Bakri's travails were only one sign that the "rules of the game are changing," as Blair had promised. On Thursday, 10 men were arrested
for deportation, including Abu Qatada, who fled to Britain in 1993 after being accused in Jordan of inciting terrorism. The government has considered him a dangerous
jihadist for years. It imprisoned him without charge for over two years until the courts declared it a violation of the Human Rights Act, and has kept him under house arrest since. It couldn't return him to Jordan, where he was convicted in absentia in 2000 of conspiring to attack U.S. and Israeli tourists; the courts hold that deporting anyone to a country with a record of torture violates the Human Rights Act.

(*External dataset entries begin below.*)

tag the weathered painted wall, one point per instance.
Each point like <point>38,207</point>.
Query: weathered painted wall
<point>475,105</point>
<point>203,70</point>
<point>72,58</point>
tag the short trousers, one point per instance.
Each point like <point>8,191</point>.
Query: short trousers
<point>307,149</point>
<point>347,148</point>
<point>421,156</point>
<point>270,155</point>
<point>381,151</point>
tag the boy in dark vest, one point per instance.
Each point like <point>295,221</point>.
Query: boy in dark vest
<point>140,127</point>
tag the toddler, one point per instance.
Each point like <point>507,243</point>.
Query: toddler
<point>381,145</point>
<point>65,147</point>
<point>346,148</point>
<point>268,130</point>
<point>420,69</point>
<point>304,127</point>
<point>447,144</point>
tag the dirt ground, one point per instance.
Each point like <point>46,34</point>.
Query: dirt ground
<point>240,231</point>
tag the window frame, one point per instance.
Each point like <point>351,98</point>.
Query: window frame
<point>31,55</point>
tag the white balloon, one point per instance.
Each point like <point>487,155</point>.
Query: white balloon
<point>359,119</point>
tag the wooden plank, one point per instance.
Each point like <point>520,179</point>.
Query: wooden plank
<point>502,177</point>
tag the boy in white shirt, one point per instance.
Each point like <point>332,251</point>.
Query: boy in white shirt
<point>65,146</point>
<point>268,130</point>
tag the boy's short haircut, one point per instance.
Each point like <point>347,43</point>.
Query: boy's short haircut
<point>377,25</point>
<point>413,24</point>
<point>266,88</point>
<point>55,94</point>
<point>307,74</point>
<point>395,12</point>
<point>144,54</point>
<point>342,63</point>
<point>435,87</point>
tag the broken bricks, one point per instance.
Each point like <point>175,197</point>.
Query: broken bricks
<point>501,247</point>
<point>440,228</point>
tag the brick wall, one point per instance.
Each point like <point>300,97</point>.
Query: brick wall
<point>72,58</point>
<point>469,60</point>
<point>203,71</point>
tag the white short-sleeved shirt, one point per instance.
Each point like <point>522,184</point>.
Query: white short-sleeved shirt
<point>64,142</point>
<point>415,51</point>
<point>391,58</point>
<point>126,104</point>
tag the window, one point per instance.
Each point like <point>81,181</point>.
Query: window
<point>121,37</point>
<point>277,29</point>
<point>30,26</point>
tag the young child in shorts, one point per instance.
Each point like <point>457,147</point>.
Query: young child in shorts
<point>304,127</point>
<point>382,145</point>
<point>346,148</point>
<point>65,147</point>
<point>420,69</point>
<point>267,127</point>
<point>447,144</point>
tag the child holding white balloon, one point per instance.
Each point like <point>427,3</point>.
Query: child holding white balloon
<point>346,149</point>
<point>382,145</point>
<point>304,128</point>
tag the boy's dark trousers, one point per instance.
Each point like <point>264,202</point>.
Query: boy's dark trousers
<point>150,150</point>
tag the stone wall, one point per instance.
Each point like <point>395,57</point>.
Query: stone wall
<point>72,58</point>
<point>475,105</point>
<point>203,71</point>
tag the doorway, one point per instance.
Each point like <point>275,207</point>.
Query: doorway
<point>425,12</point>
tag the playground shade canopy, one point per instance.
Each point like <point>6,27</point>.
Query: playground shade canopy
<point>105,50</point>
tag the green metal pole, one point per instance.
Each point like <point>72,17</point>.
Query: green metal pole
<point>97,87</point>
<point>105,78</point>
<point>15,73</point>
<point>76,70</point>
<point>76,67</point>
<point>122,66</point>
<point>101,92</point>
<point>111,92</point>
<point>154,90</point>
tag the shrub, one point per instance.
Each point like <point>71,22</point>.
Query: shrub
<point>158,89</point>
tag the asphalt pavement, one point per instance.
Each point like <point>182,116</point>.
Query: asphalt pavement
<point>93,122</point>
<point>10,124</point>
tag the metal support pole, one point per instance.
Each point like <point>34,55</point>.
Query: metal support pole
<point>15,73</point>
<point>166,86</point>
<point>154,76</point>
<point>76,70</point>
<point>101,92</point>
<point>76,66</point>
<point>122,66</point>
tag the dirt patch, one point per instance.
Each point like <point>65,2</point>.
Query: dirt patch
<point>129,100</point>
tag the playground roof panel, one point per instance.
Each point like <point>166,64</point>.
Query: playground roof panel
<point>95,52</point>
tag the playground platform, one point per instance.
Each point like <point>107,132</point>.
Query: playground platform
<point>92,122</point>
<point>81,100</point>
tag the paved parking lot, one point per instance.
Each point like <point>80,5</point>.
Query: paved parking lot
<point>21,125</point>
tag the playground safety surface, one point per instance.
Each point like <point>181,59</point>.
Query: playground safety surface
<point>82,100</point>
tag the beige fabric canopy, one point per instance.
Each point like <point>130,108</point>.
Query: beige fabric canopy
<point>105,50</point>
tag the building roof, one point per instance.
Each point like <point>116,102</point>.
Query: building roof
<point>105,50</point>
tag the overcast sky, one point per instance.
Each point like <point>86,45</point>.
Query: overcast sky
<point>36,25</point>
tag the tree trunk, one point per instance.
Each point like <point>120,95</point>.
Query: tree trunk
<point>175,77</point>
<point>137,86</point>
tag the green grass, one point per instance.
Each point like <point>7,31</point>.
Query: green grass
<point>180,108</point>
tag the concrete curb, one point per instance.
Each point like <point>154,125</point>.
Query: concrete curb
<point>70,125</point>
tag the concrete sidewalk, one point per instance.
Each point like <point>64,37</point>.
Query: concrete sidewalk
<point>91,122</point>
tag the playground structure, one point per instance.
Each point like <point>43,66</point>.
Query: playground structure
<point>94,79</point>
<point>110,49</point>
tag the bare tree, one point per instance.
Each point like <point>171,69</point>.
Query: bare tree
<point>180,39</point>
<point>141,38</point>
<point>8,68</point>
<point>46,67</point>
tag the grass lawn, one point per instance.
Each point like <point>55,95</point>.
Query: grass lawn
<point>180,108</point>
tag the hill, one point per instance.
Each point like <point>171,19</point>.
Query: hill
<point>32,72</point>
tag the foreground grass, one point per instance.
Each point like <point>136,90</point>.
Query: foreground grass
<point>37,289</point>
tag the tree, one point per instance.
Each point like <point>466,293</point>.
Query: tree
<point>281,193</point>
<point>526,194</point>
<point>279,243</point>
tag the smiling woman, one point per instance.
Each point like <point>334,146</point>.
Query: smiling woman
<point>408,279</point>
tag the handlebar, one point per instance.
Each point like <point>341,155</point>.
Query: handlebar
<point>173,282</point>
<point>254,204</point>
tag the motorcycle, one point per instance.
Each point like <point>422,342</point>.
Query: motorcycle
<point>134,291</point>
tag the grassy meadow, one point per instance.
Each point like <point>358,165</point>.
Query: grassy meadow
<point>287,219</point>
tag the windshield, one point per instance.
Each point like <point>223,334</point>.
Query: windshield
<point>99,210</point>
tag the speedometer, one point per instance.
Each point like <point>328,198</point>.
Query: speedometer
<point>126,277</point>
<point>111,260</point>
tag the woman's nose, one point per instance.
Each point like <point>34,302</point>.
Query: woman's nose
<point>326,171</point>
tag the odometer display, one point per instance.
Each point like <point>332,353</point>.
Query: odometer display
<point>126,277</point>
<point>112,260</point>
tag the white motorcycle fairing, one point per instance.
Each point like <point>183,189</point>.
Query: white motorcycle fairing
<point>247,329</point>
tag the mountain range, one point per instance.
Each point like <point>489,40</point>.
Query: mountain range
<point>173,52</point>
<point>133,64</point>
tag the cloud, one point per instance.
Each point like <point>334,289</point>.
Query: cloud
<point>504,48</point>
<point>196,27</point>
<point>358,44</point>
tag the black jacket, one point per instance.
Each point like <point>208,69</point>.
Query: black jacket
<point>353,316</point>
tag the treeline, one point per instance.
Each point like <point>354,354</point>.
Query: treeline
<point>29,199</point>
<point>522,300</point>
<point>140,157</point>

The day before Qatada's arrest, Jordan signed a pact with Britain to treat all deportees humanely. The undertaking is supposed to be monitored by an independent group, which is not yet chosen. The other nine deportees come mainly from Algeria, which is regularly cited for torture by human-rights groups. It has only just started discussing a good-treatment pledge with London. That only adds to the complexity of the legal challenges the men can raise.
Civil-liberties groups see an oppressive streak in many of Blair's initiatives. One is a statute to ban "condoning, glorifying or justifying terrorism anywhere in the world." Shami Chakrabarti, director of the civil-rights organization Liberty, calls this law "the broadest speech offense imaginable." In 2002, Blair's wife Cherie said, "As long as young people feel they have got no hope but to blow themselves up, you are never going to make progress" between Palestinians and Israelis, causing an uproar. Downing Street later issued a statement saying Cherie Blair did not condone suicide bombings. But in future, could remarks like that be read as "justifying" terrorism?
Even some of Blair's own aides think he's spoiling for a fight with judges over their willingness to strike down his antiterror laws on human-rights grounds. Charles Falconer, the government's chief legal officer and a Blair loyalist, indicated the government might pass a law instructing judges to balance individual rights enshrined in the European Convention on Human Rights with national security. "Blair figures he'll have the public on his side after the bombings," says one aide. "I'm not so sure."
Even less sure are British Muslims. In a MORI poll last week, 60% of Muslims surveyed said suspected terrorists should not be detained without trial, compared to 36% for the public as a whole. Asghar Bukhari, spokesman for the Muslim Public Affairs Committee, which wants Muslims to campaign and have more of a voice, says Blair's 12-point plan is "like a cork in a volcano" that "intensifies the us vs. them feeling." Chakrabarti says that the threat posed by homegrown suicide bombers means the government's most pressing need is "intelligence from Muslims. You are asking them to rat on their husbands, sons, imams, and they will do that only if they feel confident." And intelligence seems to be in short supply. Last week, several officials expressed frustration with what they knew about the July 7 and July 21 bombers; one said, the "trail had gone cold." No link has yet been established between the two groups, or back to al-Qaeda from either. On every front, says one investigator, "we have a long way to go."